Protesters voice their concerns
Not even the intense heat stopped Alamogordoans from taking to the streets Saturday to participate in another “T.E.A. party” protest.
It was one of many scheduled around the country Saturday.
The protest, an acronym for “Taxed Enough Already,” took place at the Alamogordo Airborne Memorial at the corner of 10th Street and White Sands Boulevard. About 50 people participated throughout the day to carry signs in protest of more taxes.
The event took place from 11 a.m. immediately after the city’s annual Fourth of July parade that featured a flyover of a F-22A Raptor to about 5 p.m.
By about 3:30 p.m., the number of people had dwindled to less than 10.
Protest organizer Don Omey defended the decision to conduct the event on a day of America’s 233rd birthday.
“Why not on the Fourth of July?” Omey said. “The people who wanted to do this felt like (Saturday) was the day we should do it. It’s patriotism toward a real thing, not hero worship. You might say that we’re worshipping the nation and not some ideology or ideologue, in this case.”
Omey said the country’s leadership is going about solving the economic crisis the wrong way.
“Instead of penalizing the people that provide the jobs with more corporate taxes and capital gains taxes we don’t need more of that, we need less of that we should go to a Fair Tax.”
Omey was referring to the Fair Tax Plan, which is a proposal that replaces all federal income tax and payroll-based tax with an integrated approach. It includes instituting a national retail sales tax, a prebate to ensure no American pays federal taxes on spending up to the poverty level, a dollar-for-dollar federal revenue neutrality, and a repeal of the 16th Amendment (allows Congress to levy an income tax without apportioning it among the states or basing it on Census results) through companion legislation.
“If we went to the Fair Tax and scrapped the Internal Revenue Service, we would take all these taxes away from manufacturers the providers of jobs and it would be distributed evenly over everybody, including the people who are not taxed now,” Omey said.
Omey cited several “industries” in the United States that currently “escape” taxes.
“There is a trillion dollars worth of income that is not being taxed, such as black markets, porn dealers, solicitors, drug dealers,” he said. “Those people don’t pay taxes on any of that and they make scads of money. The Fair Tax would tax them. There’s something fair about that, isn’t it?”
Omey said the current taxation system is “part of the problem” when it comes to the current economic conditions.

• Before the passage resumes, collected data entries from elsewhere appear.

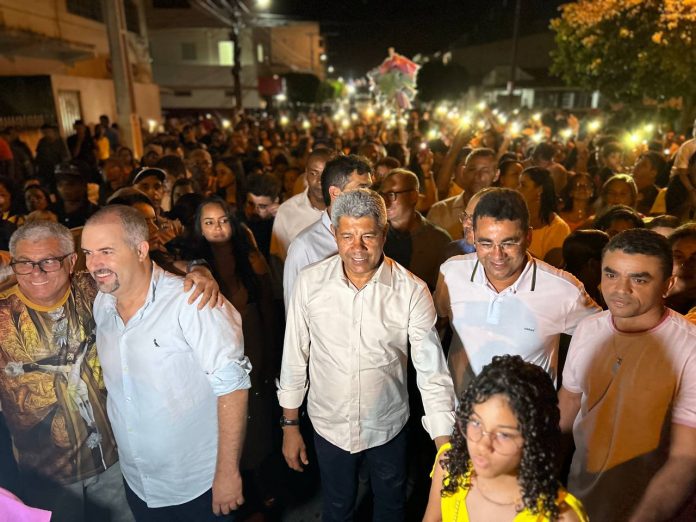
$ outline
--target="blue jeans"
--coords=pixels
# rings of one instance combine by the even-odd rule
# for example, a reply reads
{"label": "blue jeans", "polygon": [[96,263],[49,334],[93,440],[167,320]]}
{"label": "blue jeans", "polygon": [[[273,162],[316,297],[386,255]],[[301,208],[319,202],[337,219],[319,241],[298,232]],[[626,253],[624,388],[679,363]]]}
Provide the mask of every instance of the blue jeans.
{"label": "blue jeans", "polygon": [[216,516],[213,513],[213,490],[178,506],[151,508],[123,480],[126,499],[136,522],[234,522],[236,513]]}
{"label": "blue jeans", "polygon": [[374,495],[373,520],[401,522],[406,504],[407,429],[389,442],[360,453],[350,453],[314,433],[321,474],[322,522],[353,520],[358,469],[367,463]]}

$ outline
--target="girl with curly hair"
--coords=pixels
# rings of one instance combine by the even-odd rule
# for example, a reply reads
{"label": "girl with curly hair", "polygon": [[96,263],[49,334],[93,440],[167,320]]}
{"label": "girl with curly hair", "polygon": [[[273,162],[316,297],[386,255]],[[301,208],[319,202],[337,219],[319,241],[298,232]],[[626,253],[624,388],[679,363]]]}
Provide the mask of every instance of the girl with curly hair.
{"label": "girl with curly hair", "polygon": [[540,367],[494,357],[462,395],[435,458],[424,522],[587,522],[560,486],[556,390]]}

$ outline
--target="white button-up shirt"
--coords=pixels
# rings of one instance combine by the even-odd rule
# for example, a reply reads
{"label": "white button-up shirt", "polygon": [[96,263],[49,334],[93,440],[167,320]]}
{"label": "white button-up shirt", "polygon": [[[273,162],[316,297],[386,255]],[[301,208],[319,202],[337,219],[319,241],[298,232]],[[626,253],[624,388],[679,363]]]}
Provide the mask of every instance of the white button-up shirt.
{"label": "white button-up shirt", "polygon": [[251,386],[239,313],[189,305],[182,279],[153,264],[145,304],[123,324],[116,299],[94,301],[97,350],[121,471],[149,507],[210,489],[217,396]]}
{"label": "white button-up shirt", "polygon": [[498,293],[475,252],[442,264],[435,306],[452,325],[447,362],[457,396],[496,355],[519,355],[555,380],[560,334],[600,311],[571,274],[529,255],[517,281]]}
{"label": "white button-up shirt", "polygon": [[409,416],[410,344],[423,425],[432,438],[450,435],[454,391],[435,321],[428,287],[387,257],[360,290],[338,255],[305,268],[290,301],[280,405],[298,408],[309,388],[308,413],[323,438],[351,453],[389,442]]}
{"label": "white button-up shirt", "polygon": [[278,207],[273,220],[270,253],[281,261],[285,261],[288,246],[297,234],[317,221],[323,212],[312,206],[308,191],[309,189],[305,189],[304,192],[295,194]]}
{"label": "white button-up shirt", "polygon": [[283,300],[286,315],[290,308],[295,279],[300,270],[337,252],[336,238],[331,233],[331,218],[325,210],[321,214],[321,219],[297,234],[288,248],[288,257],[285,258],[283,267]]}

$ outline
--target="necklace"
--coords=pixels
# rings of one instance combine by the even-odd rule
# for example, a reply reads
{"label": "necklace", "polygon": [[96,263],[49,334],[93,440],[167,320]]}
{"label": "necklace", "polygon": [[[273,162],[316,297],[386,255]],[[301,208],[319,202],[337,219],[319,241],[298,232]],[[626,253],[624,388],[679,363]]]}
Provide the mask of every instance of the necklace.
{"label": "necklace", "polygon": [[479,494],[483,497],[483,499],[484,499],[486,502],[489,502],[489,503],[494,504],[494,505],[496,505],[496,506],[501,506],[501,507],[505,507],[505,506],[516,506],[516,505],[518,505],[519,502],[520,502],[520,499],[519,499],[519,498],[514,499],[512,502],[498,502],[497,500],[493,500],[492,498],[489,498],[489,497],[483,492],[483,489],[481,489],[481,486],[478,485],[478,481],[476,481],[476,483],[473,484],[473,485],[474,485],[474,487],[478,490]]}

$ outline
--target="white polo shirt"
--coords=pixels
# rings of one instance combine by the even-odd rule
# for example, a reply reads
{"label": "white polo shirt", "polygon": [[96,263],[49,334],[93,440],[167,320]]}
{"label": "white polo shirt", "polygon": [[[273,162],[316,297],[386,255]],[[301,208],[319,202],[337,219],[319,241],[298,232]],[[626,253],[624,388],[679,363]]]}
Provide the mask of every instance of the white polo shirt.
{"label": "white polo shirt", "polygon": [[520,355],[555,380],[560,334],[601,310],[571,274],[529,254],[517,281],[500,293],[476,253],[448,259],[435,306],[452,325],[447,362],[457,396],[496,355]]}

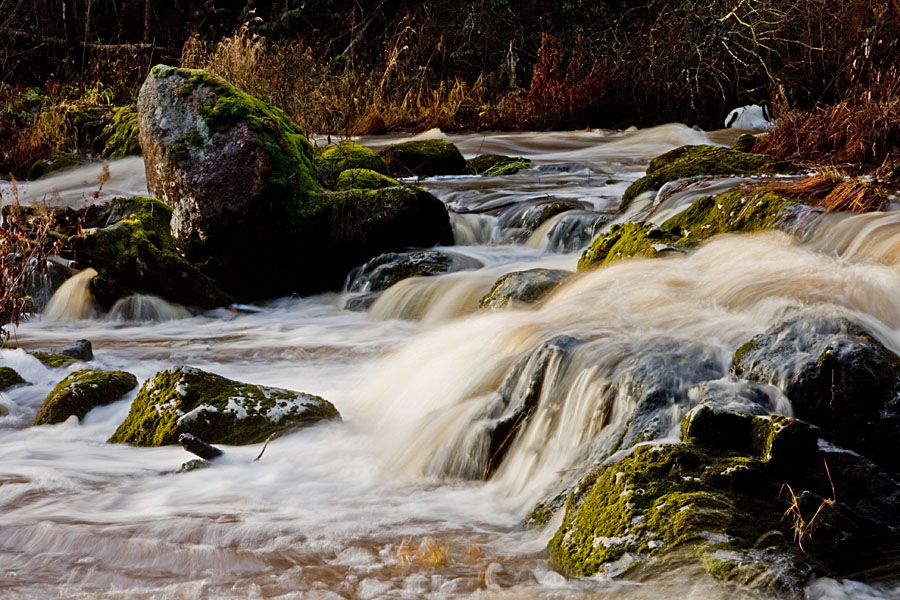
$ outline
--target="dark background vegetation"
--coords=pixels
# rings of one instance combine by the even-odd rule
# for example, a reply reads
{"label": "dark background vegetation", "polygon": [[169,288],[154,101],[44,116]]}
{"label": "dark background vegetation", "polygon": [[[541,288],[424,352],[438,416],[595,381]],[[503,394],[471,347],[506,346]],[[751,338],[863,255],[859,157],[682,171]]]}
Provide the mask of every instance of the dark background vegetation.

“The way we’re going now, the people who pay the most will have to pay more. That’s wrong,” he said. “That’s part of the problem with the tax system. We very much need to scrap the IRS to a good tax base. That’s what we would like to achieve.”
Faye Gentry, of Alamogordo, also took part in the T.E.A. party and said she has become increasingly more concerned with the leadership of the country during the past year.
“We have to stop grumbling amongst ourselves and get out and do something,” she said. “This could be a start. I have been more concerned about our country during the last year or so, and trying living up to the Constitution than I ever have before in my life.”
Luther Morton, of Alamogordo, said he wanted to support the T.E.A. party because, as the acronym states, he’s being hit with too many taxes.
“A lot of these taxes are hidden and we won’t feel them for a while, but we’re going to feel them,” he said. “One of the biggest is cap-and-trade that just passed the House. I think we should do everything we can to prevent the Senate from passing it. It’s not what we really want.”
When Congressman Harry Teague, D-District 2, visited Alamogordo this week, he conducted a question-and-answer session with people during the grand opening of an office he established at the Otero County Administration building.
Morton said he didn’t get a chance to visit with Teague during his visit to the Tularosa Basin.
“I was working so I could pay my taxes,” he said. “I understand that he voted for this cap-and-trade bill. I called his office and expressed my opinion, but it’s another example of (Teague) not listening (to his constituency).”
“I don’t care what he says (about cap-and-trade),” Omey said. “We’re still going to get $4 gas. We’re not going into green energy; we’re going into the Dark Ages. There’s something very wrong about that.
“Do we get to green energy through the Dark Ages? Is that what it’s about? That’s what is appears to people who look at things squarely,” Omey added.
“I’m just tired of what’s happening to this country,” said Jim Kizer, who said he’s an independent. “We’re giving away our country and paying high prices for energy. We’ve got to develop our own energy, on-shore and off-shore.
“We get Chinese and Russian pollution on the north shore of Alaska, but yet we’ll cap-and-trade our country and let them go? It’s outright insane,” Kizer added.